Before writing my previous post, I had not written for a blog since early May of last year. At the time, though I didn’t fully comprehend it, I was going through a spiritual crisis. It had links to Mitch’s death, but it was triggered by painful changes in my professional life. I had been working for the Union for Reform Judaism as a specialist for spirituality and worship. A reorganization brought that work to an end, and I remained at the URJ with different responsibilities. Happily, the organization accepted my request to remain on a part-time basis so that I could figure out how I would fulfill the interest in spiritual development and wellness. This Center is the result of that time and consideration.

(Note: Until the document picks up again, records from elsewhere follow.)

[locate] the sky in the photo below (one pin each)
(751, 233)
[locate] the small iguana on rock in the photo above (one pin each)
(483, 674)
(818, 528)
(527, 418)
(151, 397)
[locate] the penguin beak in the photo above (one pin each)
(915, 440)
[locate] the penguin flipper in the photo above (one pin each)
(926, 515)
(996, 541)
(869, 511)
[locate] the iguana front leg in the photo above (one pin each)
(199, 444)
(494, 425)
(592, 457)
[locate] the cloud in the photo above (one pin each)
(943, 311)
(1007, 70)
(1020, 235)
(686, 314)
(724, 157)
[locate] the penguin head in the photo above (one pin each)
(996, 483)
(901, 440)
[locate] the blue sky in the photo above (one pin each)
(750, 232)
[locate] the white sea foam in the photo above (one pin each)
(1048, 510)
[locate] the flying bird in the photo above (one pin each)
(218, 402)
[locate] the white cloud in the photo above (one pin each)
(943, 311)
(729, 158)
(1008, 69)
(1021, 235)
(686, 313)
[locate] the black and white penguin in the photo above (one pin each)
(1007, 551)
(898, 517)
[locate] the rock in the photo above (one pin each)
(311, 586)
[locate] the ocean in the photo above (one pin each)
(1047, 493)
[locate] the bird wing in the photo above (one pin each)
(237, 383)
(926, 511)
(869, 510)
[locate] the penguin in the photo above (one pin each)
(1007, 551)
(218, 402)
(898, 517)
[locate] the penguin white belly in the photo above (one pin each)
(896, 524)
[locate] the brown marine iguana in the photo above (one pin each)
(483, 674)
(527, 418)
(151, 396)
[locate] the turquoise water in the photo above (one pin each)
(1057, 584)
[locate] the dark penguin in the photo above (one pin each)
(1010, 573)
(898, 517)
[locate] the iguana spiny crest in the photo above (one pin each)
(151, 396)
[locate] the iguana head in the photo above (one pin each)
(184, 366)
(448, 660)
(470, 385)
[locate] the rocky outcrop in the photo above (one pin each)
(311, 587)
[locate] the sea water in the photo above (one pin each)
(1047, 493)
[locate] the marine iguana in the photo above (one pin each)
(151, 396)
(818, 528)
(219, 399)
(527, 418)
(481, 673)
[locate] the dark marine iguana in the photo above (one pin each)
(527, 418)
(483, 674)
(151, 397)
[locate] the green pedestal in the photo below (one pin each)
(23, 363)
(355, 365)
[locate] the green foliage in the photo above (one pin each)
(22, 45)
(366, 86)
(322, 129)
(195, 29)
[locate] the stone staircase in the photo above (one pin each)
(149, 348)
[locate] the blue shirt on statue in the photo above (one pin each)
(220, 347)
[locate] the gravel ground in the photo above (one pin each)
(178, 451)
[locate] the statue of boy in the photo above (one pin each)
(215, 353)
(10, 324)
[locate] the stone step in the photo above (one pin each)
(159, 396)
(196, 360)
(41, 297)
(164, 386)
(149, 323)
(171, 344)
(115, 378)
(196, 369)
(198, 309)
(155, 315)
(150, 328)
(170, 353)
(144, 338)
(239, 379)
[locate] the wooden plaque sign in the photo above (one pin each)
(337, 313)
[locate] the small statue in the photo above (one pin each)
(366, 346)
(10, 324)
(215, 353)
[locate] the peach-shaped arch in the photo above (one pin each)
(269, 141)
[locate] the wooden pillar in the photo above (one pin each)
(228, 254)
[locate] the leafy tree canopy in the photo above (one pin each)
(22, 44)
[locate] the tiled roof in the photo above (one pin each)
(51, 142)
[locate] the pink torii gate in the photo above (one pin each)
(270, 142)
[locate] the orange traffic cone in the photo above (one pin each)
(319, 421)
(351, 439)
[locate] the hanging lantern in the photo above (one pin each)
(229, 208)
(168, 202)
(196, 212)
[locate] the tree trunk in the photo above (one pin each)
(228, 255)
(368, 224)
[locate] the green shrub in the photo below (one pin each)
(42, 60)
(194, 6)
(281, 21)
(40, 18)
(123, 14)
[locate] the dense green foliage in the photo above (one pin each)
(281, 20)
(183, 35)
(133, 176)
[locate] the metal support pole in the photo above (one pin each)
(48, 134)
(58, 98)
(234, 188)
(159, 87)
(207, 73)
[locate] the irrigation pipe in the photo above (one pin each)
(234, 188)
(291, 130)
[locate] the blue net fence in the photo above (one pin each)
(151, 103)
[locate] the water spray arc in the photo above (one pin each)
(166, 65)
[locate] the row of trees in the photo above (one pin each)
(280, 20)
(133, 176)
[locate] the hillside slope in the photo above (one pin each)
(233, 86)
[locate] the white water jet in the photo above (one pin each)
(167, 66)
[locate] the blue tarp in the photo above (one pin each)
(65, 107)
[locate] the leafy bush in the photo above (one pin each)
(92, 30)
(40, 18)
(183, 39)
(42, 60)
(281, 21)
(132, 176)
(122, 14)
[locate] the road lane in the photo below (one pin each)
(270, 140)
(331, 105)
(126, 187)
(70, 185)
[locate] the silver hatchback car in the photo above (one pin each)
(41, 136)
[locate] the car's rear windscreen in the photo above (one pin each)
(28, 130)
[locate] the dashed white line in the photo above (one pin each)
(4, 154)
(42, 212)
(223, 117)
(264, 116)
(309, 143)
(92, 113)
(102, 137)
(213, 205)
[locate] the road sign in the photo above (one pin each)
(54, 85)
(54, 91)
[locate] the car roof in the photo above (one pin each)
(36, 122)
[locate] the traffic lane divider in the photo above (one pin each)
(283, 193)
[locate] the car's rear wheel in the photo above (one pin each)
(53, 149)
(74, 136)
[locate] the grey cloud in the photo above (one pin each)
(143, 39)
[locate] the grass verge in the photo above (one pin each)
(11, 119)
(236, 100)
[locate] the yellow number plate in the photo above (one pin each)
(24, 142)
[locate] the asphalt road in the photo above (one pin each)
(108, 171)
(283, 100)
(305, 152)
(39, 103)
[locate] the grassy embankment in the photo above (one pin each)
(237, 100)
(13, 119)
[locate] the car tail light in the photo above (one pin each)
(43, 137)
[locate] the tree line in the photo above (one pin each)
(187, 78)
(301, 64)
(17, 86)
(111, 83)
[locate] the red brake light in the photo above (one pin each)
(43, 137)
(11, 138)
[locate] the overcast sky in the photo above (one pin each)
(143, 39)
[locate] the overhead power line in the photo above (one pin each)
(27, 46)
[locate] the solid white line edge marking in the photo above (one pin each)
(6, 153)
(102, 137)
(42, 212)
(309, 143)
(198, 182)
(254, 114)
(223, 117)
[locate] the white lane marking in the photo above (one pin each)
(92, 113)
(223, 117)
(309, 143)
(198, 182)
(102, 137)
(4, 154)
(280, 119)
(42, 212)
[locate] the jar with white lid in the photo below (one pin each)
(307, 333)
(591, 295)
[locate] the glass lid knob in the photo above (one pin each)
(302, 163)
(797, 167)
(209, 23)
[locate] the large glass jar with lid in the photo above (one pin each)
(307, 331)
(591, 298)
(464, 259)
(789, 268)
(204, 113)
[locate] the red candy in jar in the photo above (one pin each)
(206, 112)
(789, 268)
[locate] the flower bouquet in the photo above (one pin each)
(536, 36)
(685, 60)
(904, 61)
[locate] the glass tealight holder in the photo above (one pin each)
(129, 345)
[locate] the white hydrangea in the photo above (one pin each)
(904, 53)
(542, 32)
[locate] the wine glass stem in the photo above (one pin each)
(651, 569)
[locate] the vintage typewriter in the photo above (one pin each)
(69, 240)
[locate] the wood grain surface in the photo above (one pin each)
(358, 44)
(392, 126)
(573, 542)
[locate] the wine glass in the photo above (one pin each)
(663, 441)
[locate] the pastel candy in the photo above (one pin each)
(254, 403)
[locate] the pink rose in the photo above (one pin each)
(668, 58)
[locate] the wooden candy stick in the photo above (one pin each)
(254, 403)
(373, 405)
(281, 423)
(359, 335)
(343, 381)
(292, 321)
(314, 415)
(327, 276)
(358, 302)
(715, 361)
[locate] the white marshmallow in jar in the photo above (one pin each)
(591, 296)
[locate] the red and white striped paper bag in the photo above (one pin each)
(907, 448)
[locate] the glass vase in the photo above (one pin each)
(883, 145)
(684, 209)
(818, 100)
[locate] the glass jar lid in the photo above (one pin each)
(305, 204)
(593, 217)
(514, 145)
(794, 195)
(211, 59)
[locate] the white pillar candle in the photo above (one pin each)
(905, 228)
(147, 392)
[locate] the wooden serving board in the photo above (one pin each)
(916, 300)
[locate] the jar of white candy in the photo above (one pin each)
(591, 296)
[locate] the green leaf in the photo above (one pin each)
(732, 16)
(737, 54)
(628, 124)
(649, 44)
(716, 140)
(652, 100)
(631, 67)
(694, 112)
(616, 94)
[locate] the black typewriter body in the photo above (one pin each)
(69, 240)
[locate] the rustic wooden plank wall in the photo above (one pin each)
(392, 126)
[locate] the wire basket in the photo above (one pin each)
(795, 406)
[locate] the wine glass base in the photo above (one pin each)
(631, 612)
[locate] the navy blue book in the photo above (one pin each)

To get to the idea, though, I had to journey through another valley of deep darkness, in which I felt as though not only my profession had been taken from me, but my vocation – my calling – as well. In truth, however, mindfully sitting, first with my pain and subsequently with my yearning led me toward the clarity that allowed the idea of the Center to emerge. The practices which brought me to that clarity – embodied awareness, emotional support, study and contemplation -are those by which the Jewish Wellness Center hopes to help others (and ourselves) continue on the path toward wholeness.
Over recent months, I’ve revisited that time and come to feel tremendous gratitude to the URJ for providing the transitional opportunity in which, while serving in ways which I hope were helpful and meaningful, I could actually discover a new shape of my vocation as a rabbi. The advancement of my self-understanding and a new, deep sense of purpose are the product of the years I spent there and in the pulpit, and would be less clear and passionate were it not for the moments of pain which helped give birth to them.
In some ways, it was easier for me to access the possibility of gratitude in the wake of losing my son. The waves of love, literally from around the globe, produced my thankfulness quite naturally. It was in last year’s crisis, though, that I think I developed a deeper relationship with this quality – this middah – of thankfulness, hoda’ah. It is a learning I will try to retain and engage the next time it is challenged, as surely it will be.
Every Jewish worship service contains the words, “al ha-kol….anachnu modim lach,” – “we thank You. Eternal our God, for everything.” The text doesn’t say, “for every thing,” rather, for “everything,” or “all”. We are invited to pull the lens back from the specific to the big picture, within which – hopefully – we can see the presence of blessing or the possibility of bringing it into being. Through the gift of being able to see, per the teaching of Rabbi Yitz Greenberg, from a “God’s-eye view,” we do have the capacity to experience thanks for all things.